First Among Equals was published by Hodder & Stoughton in 1984. Four men enter the House of Commons in the 1964 general election: Charles Seymour (Conservative, aristocratic), Simon Kerslake (Conservative, self-made), Raymond Gould (Labour, intellectual), and Andrew Fraser (Labour, Scottish). Over thirty years, they advance through the ranks — junior minister, cabinet, party leadership — each aspiring to become Prime Minister (“first among equals” being the traditional description of the PM’s role).
Archer draws on his own parliamentary experience (he was MP for Louth from 1969 to 1974) to render the mechanics of British politics with documentary precision: the constituency work, the party conferences, the whipping system, the cabinet reshuffles, and the specific ways that personal scandal can destroy a career overnight.
Archer’s Own Experience
Archer was himself an MP from 1969 to 1974, and his subsequent career — financial scandal, imprisonment, rehabilitation — gave him a unique perspective on political ambition and its consequences. The novel’s understanding of the daily mechanics of parliamentary life (surgeries, three-line whips, pairing) is drawn from direct experience.
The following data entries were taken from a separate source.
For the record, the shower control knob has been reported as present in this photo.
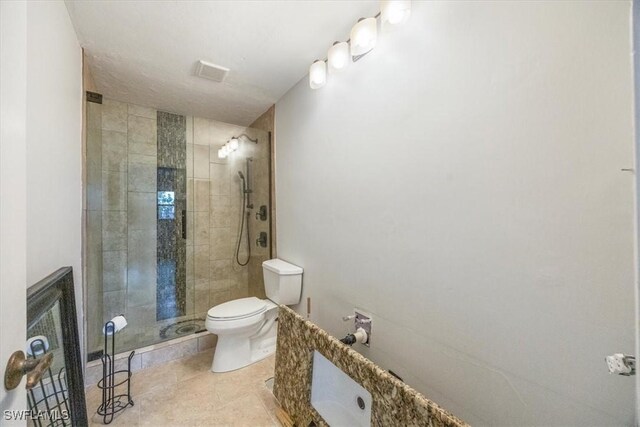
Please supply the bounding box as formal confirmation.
[256,231,267,248]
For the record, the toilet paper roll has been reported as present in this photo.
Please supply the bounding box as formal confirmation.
[27,335,49,357]
[102,314,127,335]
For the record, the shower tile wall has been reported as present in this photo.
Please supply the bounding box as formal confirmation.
[86,98,270,353]
[187,117,269,316]
[94,99,157,349]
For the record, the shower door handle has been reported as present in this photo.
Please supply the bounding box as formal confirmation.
[182,210,187,240]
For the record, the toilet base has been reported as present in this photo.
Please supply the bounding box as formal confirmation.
[211,323,278,372]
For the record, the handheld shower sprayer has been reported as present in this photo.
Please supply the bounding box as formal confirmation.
[238,171,247,193]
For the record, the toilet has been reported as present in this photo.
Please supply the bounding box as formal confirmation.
[205,259,303,372]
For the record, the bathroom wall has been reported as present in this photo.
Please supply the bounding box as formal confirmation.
[0,2,27,416]
[25,2,83,354]
[276,2,635,425]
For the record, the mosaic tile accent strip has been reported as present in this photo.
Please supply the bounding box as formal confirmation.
[156,111,187,320]
[273,306,468,427]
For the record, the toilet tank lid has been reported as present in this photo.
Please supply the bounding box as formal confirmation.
[262,258,303,276]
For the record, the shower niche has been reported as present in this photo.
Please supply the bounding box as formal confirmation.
[85,94,272,360]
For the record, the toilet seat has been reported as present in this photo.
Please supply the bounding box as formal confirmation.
[207,297,267,321]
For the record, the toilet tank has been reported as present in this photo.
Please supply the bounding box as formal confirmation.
[262,258,302,305]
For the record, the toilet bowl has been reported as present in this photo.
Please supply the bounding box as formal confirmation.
[205,259,302,372]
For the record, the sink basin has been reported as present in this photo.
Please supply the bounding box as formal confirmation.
[311,351,371,427]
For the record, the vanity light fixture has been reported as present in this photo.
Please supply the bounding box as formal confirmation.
[309,59,327,89]
[218,133,258,159]
[380,0,411,31]
[309,0,411,89]
[327,42,351,74]
[351,18,378,56]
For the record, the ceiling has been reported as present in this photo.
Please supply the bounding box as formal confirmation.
[66,0,379,125]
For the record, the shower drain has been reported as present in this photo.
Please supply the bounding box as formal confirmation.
[160,319,205,339]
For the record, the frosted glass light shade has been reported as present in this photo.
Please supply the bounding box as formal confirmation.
[351,18,378,56]
[327,42,351,74]
[380,0,411,31]
[309,60,327,89]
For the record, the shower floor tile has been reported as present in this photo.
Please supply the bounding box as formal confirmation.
[86,350,280,427]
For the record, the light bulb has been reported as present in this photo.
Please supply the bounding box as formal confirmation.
[380,0,411,31]
[327,42,351,73]
[351,18,378,56]
[309,60,327,89]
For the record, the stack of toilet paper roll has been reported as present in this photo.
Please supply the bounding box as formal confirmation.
[102,314,127,335]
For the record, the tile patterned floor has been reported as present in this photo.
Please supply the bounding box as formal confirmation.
[86,350,280,427]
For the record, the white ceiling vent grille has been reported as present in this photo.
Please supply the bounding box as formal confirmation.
[196,60,229,82]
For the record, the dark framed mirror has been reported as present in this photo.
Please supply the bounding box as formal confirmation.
[26,267,88,427]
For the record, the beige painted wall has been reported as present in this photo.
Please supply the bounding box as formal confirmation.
[276,1,635,426]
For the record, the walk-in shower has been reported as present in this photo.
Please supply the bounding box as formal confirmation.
[85,94,271,359]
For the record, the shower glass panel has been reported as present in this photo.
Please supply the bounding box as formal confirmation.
[85,94,271,360]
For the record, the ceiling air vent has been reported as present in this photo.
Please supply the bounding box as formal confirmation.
[196,61,229,82]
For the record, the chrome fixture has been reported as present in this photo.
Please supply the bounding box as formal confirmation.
[309,0,411,89]
[218,133,258,159]
[256,205,267,221]
[236,157,255,267]
[256,231,267,248]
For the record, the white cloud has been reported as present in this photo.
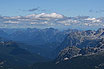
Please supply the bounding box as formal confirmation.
[4,20,19,24]
[0,13,104,27]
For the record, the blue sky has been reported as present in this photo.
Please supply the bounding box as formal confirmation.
[0,0,104,17]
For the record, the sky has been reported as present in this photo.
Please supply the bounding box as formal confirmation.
[0,0,104,17]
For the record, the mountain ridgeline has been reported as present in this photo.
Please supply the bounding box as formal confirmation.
[0,28,104,69]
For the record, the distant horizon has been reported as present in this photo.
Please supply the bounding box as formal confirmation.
[0,0,104,17]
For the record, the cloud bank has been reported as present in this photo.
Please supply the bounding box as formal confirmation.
[0,12,104,29]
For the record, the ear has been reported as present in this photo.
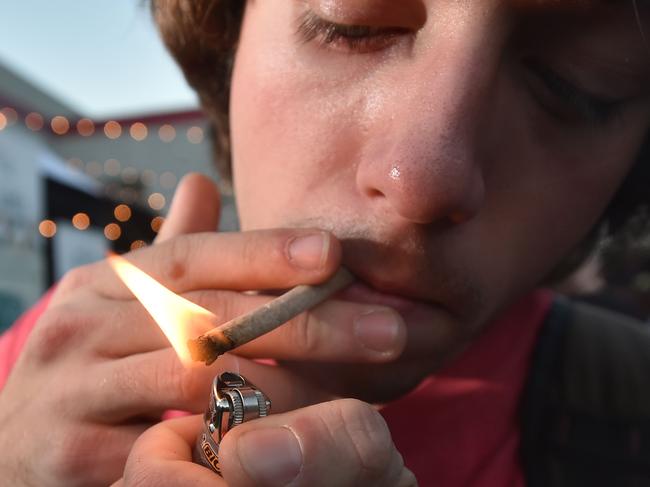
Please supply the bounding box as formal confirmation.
[155,173,221,243]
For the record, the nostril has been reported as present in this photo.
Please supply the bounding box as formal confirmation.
[366,188,386,198]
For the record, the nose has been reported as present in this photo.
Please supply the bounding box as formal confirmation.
[356,33,494,224]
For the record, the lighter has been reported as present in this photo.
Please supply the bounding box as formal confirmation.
[193,372,271,475]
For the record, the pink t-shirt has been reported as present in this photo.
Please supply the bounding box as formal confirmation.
[0,291,552,487]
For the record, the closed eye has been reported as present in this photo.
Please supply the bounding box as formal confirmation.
[297,10,410,52]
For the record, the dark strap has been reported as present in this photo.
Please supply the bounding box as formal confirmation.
[521,298,650,487]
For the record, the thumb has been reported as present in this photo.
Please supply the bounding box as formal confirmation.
[155,173,221,243]
[219,399,417,487]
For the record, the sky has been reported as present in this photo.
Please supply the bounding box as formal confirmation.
[0,0,197,119]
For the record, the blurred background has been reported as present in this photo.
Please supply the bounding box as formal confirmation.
[0,0,236,331]
[0,0,650,331]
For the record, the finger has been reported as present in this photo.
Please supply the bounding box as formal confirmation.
[94,291,407,363]
[52,423,151,485]
[57,229,341,299]
[117,416,226,487]
[155,173,221,243]
[86,348,333,423]
[219,399,416,487]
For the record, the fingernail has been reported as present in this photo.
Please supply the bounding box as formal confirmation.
[237,428,302,486]
[288,232,330,269]
[354,310,403,353]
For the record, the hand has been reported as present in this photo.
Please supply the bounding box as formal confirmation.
[114,399,417,487]
[0,176,430,486]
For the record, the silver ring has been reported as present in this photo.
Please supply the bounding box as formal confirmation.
[193,372,271,475]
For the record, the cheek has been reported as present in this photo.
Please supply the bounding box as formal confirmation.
[231,46,368,229]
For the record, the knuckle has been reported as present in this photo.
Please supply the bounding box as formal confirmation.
[43,430,94,485]
[338,399,394,479]
[150,358,205,407]
[57,264,93,294]
[162,236,191,283]
[124,461,165,487]
[239,234,260,266]
[29,304,89,362]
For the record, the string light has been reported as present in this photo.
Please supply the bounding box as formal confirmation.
[129,122,149,142]
[187,126,203,144]
[131,240,147,250]
[38,220,56,238]
[104,120,122,140]
[158,123,176,142]
[77,118,95,137]
[72,213,90,230]
[151,216,165,233]
[104,223,122,241]
[113,204,132,222]
[147,193,165,211]
[25,112,45,132]
[50,115,70,135]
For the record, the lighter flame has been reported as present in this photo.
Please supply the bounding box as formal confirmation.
[108,255,217,367]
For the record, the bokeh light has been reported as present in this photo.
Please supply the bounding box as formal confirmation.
[77,118,95,137]
[104,120,122,140]
[25,112,45,132]
[158,123,176,142]
[50,115,70,135]
[38,220,56,238]
[113,204,132,222]
[151,216,165,233]
[72,213,90,230]
[187,126,203,144]
[104,223,122,240]
[129,122,149,142]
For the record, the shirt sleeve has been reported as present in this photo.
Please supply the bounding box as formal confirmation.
[0,289,54,390]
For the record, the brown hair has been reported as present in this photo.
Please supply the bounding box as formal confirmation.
[152,0,650,280]
[151,0,246,179]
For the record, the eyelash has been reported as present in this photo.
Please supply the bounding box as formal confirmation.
[297,11,410,52]
[524,59,623,125]
[297,11,622,125]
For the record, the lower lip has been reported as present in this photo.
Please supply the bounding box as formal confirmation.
[336,281,418,313]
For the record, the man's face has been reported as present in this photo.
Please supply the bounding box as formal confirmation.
[231,0,650,366]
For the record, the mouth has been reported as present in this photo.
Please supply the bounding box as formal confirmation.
[334,272,424,314]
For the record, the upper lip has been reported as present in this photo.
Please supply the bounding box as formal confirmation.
[346,264,437,304]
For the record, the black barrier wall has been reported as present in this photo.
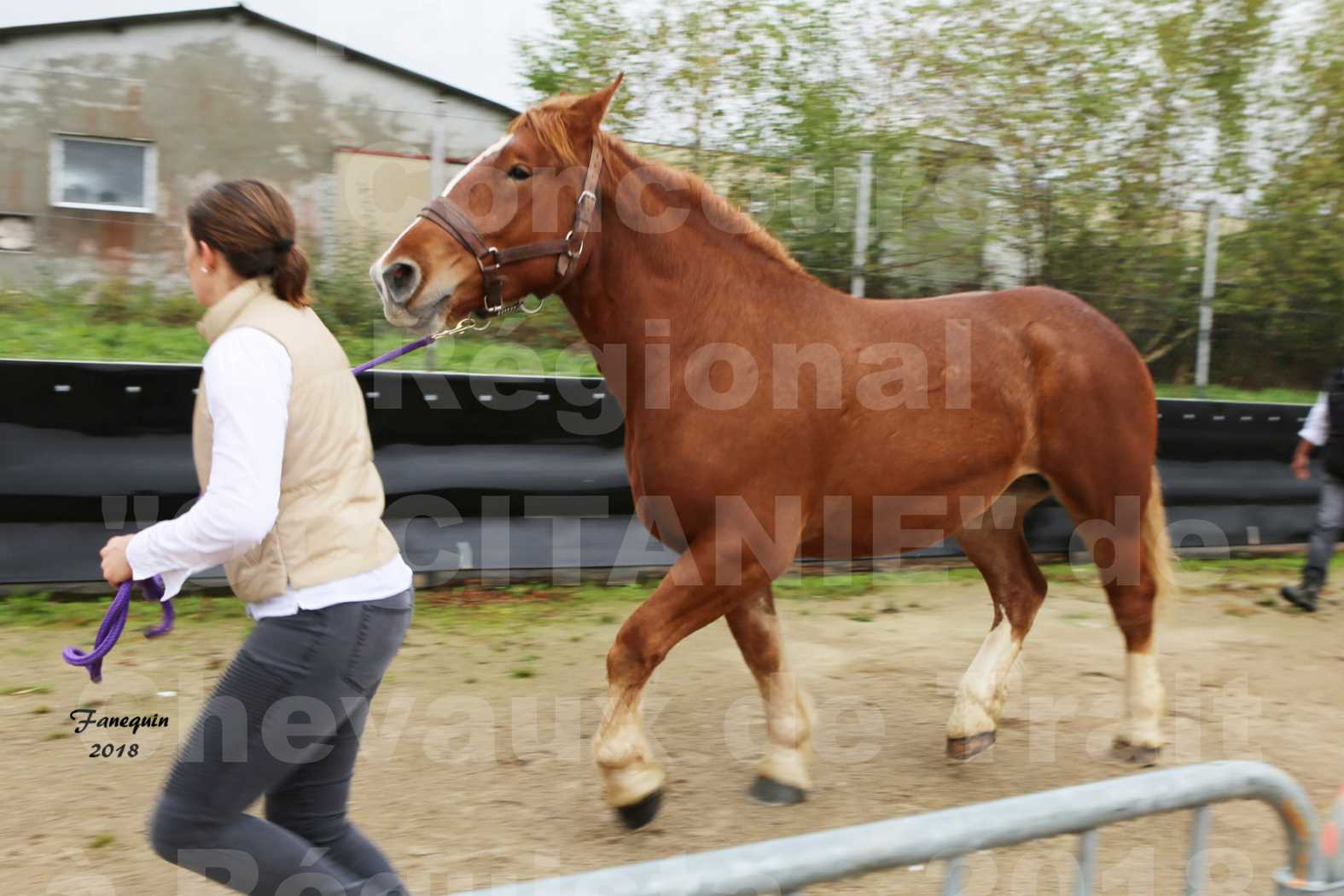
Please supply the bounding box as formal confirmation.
[0,360,1318,585]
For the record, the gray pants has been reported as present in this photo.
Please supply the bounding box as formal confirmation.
[149,590,416,896]
[1302,473,1344,587]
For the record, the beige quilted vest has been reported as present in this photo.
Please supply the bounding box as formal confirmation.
[192,276,397,602]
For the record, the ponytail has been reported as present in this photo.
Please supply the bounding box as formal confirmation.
[271,246,313,307]
[187,180,311,307]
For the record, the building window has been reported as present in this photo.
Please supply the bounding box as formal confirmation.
[51,134,157,212]
[0,212,37,253]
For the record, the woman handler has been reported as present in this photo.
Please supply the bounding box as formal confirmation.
[102,180,414,896]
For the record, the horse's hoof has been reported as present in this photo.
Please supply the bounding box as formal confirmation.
[947,730,995,762]
[615,790,662,830]
[748,775,808,806]
[1110,737,1162,768]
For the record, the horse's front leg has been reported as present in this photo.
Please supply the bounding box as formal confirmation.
[727,585,812,806]
[593,536,792,829]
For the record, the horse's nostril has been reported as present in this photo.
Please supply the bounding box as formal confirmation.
[383,262,419,302]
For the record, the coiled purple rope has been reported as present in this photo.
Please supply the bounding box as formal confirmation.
[61,575,175,684]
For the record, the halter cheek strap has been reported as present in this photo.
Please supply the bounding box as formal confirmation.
[419,140,602,317]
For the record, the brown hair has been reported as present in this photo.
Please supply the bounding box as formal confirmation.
[187,180,311,306]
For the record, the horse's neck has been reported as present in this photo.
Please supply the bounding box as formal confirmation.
[561,215,829,407]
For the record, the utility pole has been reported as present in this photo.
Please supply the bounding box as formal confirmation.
[1195,199,1218,395]
[849,150,872,295]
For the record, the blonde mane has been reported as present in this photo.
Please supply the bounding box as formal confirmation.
[508,94,811,276]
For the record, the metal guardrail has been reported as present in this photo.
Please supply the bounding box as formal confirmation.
[463,760,1344,896]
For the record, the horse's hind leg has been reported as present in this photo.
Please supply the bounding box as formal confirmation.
[727,585,812,806]
[1051,463,1173,765]
[947,478,1049,760]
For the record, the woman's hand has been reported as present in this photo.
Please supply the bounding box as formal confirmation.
[98,535,136,589]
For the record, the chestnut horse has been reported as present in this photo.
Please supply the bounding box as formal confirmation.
[371,78,1171,826]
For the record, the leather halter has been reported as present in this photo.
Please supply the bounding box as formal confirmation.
[419,140,602,317]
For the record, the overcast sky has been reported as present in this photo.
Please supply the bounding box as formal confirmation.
[0,0,547,108]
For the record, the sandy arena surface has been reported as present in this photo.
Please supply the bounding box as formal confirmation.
[0,564,1344,896]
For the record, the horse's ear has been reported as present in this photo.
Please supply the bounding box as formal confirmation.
[570,71,625,133]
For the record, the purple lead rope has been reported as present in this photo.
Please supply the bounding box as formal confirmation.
[351,333,438,376]
[61,576,173,684]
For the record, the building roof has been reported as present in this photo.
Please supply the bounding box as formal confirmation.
[0,3,521,114]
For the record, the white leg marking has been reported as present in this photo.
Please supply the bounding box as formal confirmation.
[755,634,812,790]
[947,620,1021,739]
[1121,651,1166,748]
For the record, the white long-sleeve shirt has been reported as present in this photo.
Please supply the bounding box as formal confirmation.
[126,327,411,620]
[1297,393,1330,447]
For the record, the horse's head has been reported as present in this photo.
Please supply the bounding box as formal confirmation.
[369,77,621,332]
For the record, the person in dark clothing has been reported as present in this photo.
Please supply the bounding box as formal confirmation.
[1279,368,1344,613]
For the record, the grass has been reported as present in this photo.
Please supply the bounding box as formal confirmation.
[0,286,596,376]
[1157,383,1316,404]
[0,282,1316,403]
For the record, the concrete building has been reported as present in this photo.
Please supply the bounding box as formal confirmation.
[0,4,515,282]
Collecting First Among Equals
First edition (Hodder & Stoughton, London, 1984): Boards with dust jacket.
Approximate market values:
- Fine in dust jacket: $50–$125
- Very good: $20–$50
Projected values (2026–2036): Moderate appreciation. Considered by many readers to be Archer’s finest novel after Kane and Abel.
Frequently Asked Questions
Was Jeffrey Archer himself a politician? Yes. Archer served as a Conservative MP for Louth from 1969 to 1974 and was Deputy Chairman of the Conservative Party from 1985 to 1986. His intimate knowledge of Westminster procedure and political culture gives First Among Equals an authority that pure fiction rarely achieves.